In calculus, integration is a powerful mathematical tool. It is the process of finding the integral, which can be thought of as the reverse operation of differentiation. When we talk about integration, we often refer to finding the area under a curve or the total accumulation of a certain quantity.
In our problem, integration helps determine the total volume of water that flows out of the tank over a certain time interval.
By integrating the given flow rate function, which is a mathematical representation of how the rate changes over time, we can find the total amount of water that has left the tank.

Flow rate problems often involve real-world scenarios where something is happening at a certain rate over time, like water flowing from a tank at a speed defined by a specific function.
In our example, the flow rate, expressed as a function of time, is given by \( r(t) = 200 - 4t \). It provides the rate at which water leaves the tank in liters per minute, depending on the elapsed time \(t\).
Solving flow rate problems generally requires understanding the relationship between a changing rate and the quantity it affects. Integrating this rate function over a specified interval allows us to determine the total amount of substance, like water, that has moved during that period.

The definite integral is a core concept in calculus used to calculate the accumulation of quantities, like area or total volume, over an interval. It connects the dots between the rate of change and total change.
In the context of our problem, we calculate the definite integral of the flow rate function \( r(t) = 200 - 4t \) from \( t = 0 \) to \( t = 10 \). This calculation gives us the total amount of water that flows out of the tank during the first ten minutes. The definite integral is represented as \[ \int_{0}^{10} (200 - 4t) \, dt \].
By solving this, we realize its significance in determining total change using the limits of integration, providing a precise value for accumulated flow.

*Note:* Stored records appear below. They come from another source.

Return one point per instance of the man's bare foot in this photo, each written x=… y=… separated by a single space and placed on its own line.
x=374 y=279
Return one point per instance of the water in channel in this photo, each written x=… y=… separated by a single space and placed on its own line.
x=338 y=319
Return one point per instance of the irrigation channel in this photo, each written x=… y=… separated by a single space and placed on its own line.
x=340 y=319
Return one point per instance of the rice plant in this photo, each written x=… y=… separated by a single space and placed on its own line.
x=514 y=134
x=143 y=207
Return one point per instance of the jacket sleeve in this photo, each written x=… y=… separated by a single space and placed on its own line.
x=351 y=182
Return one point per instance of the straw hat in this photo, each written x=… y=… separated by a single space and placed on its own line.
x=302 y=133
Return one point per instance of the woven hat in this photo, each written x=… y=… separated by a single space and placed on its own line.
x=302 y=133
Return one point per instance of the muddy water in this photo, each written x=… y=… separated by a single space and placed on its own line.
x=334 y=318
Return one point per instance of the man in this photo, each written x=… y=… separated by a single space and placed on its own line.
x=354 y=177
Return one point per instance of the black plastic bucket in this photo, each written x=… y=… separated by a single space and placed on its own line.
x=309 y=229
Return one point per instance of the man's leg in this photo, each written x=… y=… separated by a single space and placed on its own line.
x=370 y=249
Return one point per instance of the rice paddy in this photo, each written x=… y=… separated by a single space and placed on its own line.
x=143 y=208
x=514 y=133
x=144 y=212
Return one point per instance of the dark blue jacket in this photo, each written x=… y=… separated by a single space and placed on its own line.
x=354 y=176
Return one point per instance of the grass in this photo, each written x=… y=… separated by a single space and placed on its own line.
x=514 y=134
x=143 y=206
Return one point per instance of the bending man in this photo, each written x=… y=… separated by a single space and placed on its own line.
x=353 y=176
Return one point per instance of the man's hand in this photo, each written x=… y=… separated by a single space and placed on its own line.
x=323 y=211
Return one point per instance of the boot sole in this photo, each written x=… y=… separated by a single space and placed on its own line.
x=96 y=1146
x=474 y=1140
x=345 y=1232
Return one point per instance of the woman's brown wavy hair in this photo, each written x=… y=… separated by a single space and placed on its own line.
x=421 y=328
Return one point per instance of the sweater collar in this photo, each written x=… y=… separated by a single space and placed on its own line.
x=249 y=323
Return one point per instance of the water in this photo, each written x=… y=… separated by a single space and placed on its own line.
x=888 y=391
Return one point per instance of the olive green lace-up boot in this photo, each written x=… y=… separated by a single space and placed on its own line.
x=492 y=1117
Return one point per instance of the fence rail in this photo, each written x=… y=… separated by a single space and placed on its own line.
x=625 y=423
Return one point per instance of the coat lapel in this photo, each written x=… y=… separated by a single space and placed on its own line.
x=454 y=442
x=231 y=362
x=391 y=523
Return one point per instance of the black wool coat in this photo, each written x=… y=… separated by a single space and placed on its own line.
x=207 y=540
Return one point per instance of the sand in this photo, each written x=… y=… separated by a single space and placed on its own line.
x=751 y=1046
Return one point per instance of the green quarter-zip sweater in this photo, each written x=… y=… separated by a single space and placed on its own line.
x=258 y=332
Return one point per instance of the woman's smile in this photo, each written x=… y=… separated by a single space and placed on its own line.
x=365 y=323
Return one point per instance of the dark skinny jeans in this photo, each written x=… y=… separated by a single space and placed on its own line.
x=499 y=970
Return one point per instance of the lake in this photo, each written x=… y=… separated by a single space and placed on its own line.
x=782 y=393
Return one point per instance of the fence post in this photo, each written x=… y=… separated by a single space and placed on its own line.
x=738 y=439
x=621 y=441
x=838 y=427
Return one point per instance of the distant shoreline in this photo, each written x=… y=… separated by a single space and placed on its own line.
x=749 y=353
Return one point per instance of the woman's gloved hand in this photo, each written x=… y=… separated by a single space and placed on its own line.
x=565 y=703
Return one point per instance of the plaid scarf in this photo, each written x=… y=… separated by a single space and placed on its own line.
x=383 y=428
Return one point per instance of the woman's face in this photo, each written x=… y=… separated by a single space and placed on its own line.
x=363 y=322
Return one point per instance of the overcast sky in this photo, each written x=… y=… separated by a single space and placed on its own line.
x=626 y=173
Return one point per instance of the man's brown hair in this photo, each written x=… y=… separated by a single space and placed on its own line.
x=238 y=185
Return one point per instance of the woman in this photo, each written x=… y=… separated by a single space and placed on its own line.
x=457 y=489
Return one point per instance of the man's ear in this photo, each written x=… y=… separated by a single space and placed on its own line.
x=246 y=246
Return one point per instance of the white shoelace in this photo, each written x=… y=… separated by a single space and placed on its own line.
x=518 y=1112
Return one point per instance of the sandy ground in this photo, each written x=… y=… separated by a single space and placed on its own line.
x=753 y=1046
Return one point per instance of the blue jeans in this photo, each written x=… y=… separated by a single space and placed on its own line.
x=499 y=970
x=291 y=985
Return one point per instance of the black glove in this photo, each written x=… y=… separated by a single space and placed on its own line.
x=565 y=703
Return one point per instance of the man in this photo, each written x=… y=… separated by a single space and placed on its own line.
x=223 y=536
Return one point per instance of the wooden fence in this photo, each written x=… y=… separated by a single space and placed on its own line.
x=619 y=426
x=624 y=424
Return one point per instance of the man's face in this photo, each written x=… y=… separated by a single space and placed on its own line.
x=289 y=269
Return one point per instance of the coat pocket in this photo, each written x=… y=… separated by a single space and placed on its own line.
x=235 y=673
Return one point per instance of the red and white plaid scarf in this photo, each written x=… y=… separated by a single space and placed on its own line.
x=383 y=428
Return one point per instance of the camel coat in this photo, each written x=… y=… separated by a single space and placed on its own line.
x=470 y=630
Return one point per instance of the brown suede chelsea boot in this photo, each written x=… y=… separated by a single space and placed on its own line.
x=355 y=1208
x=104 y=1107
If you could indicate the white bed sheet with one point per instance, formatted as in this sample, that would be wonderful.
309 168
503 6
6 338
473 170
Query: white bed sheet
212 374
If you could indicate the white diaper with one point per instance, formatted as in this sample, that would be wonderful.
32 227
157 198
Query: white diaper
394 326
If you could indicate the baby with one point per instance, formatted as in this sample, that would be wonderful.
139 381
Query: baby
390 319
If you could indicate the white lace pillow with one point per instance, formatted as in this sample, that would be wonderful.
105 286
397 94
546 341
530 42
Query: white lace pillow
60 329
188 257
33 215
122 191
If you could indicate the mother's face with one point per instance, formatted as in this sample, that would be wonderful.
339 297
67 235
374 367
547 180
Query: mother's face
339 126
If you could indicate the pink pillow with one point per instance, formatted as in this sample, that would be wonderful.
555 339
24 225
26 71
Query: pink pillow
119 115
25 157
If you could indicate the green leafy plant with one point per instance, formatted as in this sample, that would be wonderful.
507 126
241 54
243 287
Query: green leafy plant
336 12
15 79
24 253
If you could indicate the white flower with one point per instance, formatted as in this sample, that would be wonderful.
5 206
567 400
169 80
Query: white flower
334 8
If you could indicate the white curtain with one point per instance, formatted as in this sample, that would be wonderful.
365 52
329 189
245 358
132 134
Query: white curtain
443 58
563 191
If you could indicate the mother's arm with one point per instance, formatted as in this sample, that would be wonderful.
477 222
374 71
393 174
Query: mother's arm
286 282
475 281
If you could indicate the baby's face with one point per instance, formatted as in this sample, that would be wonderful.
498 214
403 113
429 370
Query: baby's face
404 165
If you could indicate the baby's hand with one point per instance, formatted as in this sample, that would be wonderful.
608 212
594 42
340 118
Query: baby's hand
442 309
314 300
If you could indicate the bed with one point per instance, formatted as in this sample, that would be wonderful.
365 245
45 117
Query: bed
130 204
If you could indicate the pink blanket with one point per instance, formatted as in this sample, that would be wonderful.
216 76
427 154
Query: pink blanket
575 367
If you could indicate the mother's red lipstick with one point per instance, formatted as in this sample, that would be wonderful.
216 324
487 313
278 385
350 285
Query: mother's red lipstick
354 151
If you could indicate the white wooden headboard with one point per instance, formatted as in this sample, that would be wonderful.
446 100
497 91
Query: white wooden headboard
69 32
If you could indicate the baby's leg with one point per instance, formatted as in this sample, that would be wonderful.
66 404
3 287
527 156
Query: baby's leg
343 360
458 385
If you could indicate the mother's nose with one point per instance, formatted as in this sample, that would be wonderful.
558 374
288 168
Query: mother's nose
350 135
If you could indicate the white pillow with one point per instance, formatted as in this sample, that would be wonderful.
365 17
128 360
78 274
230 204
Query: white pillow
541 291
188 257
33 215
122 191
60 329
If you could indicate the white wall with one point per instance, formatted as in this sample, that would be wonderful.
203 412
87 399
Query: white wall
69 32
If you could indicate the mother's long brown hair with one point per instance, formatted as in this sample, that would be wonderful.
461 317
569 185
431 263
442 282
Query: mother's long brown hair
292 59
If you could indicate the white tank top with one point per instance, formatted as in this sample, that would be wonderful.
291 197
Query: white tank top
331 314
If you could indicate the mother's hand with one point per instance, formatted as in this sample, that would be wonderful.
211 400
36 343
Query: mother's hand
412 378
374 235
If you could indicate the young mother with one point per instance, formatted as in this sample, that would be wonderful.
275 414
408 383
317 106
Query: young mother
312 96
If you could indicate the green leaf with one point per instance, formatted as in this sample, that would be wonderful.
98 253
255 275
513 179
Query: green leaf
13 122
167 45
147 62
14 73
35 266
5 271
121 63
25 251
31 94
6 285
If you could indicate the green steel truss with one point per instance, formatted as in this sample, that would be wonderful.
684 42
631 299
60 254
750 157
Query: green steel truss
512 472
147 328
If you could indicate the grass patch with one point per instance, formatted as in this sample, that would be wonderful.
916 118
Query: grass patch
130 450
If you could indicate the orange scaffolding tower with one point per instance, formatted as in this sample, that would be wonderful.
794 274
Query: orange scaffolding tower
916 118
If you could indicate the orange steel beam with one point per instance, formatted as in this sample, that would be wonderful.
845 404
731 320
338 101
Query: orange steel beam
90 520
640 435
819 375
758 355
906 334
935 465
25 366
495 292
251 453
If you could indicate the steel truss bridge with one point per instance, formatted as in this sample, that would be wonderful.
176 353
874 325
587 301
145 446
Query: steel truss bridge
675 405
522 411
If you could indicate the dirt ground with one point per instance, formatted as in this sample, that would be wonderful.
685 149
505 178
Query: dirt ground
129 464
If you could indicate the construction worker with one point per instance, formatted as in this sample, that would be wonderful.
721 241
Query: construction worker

An antiderivative is essentially the opposite of a derivative. It's a function whose derivative is the given function.
In solving integration problems, finding the antiderivative is a necessary step because it helps us evaluate definite integrals. It's like reverse engineering the problem. For our task, the antiderivative of the function \( 200 - 4t \) is \( 200t - 2t^2 \).
This function allows us to calculate the definite integral by plugging in the upper and lower bounds of our interval, \( t = 0 \) and \( t = 10 \), then finding the difference to get the total amount of water released during this period. Antiderivatives simplify calculating changes over an interval.